I can’t be the only one who noticed this.
Last week saw DC launched the first full week of their Convergence event, which will feature formerly rebooted timelines squaring off against alternate universes. The initial barrage of 11 books (including the main series, Convergence) brings back the pre-Flashpoint/post-Crisis DCU. And over the course of ten comics, we get to see a more diverse cast of characters than we saw in the New 52 combined.
Okay, that’s hyperbole, but let’s start by looking at the books that came out just on a surface level:
Convergence #1 – Featuring Earth-2 Superman (who’s black) and Earth-2 Green Lantern (who’s gay)
Convergence Batgirl #1 – Starring Stephanie Brown, co-starring Black Bat aka Cassandra Cain, who is both a woman and Asian
Convergence Batman And Robin #1 – Two white dudes, sure, although technically Damien’s grandfather is Arabian
Convergence Harley Quinn #1 – Not just Harley in the lead role, but joined by Catwoman and Poison Ivy. Oh, and Catwoman basically outs Harley and Ivy as a couple.
Convergence Justice League #1 – There’s only one guy on this team and he’s a gorilla, which I think is hilarious.
Convergence Nightwing Oracle #1 – Narrated by Barbara Gordon, who is once again in the wheelchair (and still a bad ass)
Convergence Speed Force #1 – Wally and his kids
Convergence Superman #1 – Superman may be the lead here, but Lois gets an integral new role
Convergence The Atom #1 – Is it a spoiler if it ultimately won’t matter? I don’t want to give away too much.
Convergence The Question #1 – Renee Montoya is a woman, a Latina, and gay. The book also features Huntress and (eventually) Batwoman.
Convergence Titans #1 – This version of the team is made up of Donna Troy, Starfire, and Arsenal.
Let’s do the math on this. Six of these books either star women or feature ensemble which are majority female. That’s six out of eleven, people. Three out of eleven feature gay characters. Five out of eleven feature non-white characters.
Now try to remember what the response to the New 52 was.

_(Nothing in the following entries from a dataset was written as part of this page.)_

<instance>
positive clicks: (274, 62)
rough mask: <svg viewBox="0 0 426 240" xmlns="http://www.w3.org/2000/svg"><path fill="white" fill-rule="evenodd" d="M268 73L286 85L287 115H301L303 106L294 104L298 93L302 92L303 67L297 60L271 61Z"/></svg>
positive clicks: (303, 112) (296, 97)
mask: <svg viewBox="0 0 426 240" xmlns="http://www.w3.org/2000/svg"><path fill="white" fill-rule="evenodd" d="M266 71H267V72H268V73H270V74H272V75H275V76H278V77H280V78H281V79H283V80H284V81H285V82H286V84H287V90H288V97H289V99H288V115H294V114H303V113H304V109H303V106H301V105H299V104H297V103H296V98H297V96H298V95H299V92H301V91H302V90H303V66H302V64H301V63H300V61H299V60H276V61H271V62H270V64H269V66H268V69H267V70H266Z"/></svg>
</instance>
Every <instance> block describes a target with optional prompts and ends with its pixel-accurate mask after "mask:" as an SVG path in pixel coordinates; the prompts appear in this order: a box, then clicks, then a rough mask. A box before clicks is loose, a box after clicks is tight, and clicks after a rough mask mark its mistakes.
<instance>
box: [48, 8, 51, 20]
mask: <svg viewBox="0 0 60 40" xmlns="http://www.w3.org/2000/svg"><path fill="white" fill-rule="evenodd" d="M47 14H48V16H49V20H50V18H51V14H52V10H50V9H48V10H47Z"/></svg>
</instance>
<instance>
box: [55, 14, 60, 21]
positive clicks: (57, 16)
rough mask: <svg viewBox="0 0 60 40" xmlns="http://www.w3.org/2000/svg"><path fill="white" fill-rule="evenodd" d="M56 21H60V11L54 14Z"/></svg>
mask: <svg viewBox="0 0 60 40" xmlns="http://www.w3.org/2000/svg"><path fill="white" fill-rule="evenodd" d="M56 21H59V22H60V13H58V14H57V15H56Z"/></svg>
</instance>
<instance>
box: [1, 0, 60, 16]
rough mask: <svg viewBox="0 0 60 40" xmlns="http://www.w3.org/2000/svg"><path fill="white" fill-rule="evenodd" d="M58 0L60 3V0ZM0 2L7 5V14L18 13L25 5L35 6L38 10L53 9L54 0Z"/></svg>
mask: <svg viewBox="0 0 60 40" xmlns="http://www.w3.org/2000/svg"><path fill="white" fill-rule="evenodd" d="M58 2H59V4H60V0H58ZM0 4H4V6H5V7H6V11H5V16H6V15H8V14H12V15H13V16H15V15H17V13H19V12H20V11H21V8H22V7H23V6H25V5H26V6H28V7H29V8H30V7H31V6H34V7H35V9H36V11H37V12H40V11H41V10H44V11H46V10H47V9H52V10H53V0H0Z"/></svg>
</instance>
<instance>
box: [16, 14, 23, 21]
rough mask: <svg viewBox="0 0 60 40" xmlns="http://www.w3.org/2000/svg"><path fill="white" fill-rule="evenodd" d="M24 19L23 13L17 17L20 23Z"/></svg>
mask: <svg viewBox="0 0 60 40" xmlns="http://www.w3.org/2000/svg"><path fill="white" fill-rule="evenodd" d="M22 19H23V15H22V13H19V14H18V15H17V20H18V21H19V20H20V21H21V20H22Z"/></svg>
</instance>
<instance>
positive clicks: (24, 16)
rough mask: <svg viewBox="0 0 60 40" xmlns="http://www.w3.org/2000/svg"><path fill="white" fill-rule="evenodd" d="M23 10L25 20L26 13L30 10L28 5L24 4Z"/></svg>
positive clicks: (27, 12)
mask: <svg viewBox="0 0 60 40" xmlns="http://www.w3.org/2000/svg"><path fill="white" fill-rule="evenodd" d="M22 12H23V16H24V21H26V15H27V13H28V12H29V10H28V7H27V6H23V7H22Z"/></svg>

DC Comics actually had some diversity within its shared universe, it just didn’t know what to do with it.
So they erased it.
And we got the New 52, with 10 out of 52 books that could generously considered diverse.
How did this happen? How did a single week of pre-Flashpoint comics show us a more diverse DCU than three and a half years of the New 52 or, to be honest, decades of DC history? And without including a Wonder Woman book?
Perhaps it’s Marie Javins, brought in to edit this event while DC’s regular editors take a break to move to the west coast. To a certain extent, it has to be Marie Javins, if only because she was responsible for the total output, output which rendered the entire pre-Flashpoint DC universe into 10 books. The question, then, is who chose these ten titles? And how did the ten that were chosen happen to be the ones that felt the most modern, more modern than the current versions?
It’s not hard to see that part of the impetus behind the books that were chosen was the righting of wrongs. The final page of The Atom rights a very big wrong. The final page of The Titans may fix another. Then there were the titles that DC had to give us or the whole thing would have been pointless. They had to give us Stephanie Brown as Batgirl. They had to give us Barbara Gordon as Oracle. They had to give us Wally West and Donna Troy.
This is where it gets a bit disconcerting, because you begin to see a pattern forming. DC is revisiting the comics that, in some form or another, needed revisiting. These stories feature characters that either left a hole in the modern DCU or needed laid to rest. These comics are only really necessary, these stories are only really the ones that were chosen because DC fucked them up to begin with…and they all happen to feature non-straight, white dudes.
Look at the list. Cassandra Cain was turned into the head of a group of assassins and then stripped of the mantle of Batgirl. Harley Quinn was turned into some disturbing fanboy fantasy. Oracle was miraculously healed, reversing one of the greatest character arcs in comics history. The worst of the bunch was probably The Atom, but I won’t spoil that for you.
So, yes, these were the 10 titles DC chose because these were the titles that needed to be told (plus a Batman book and a Superman book).
Just imagine if DC had given this much thought to these character pre-Flashpoint or, hell, even post.
The bottom line is that DC always had the universe they claimed they wanted, they were just too blind to see it. Maybe that’s what this is. Maybe this isn’t two months of fill-in comics while they move or a final farewell to unceremoniously rebooted characters. Maybe this is DC, at long last, apologizing for decades of screwing it all up.
This isn’t closure for the characters or the fans, it’s closure for DC.
Let’s hope that this time they’ve actually learned from it.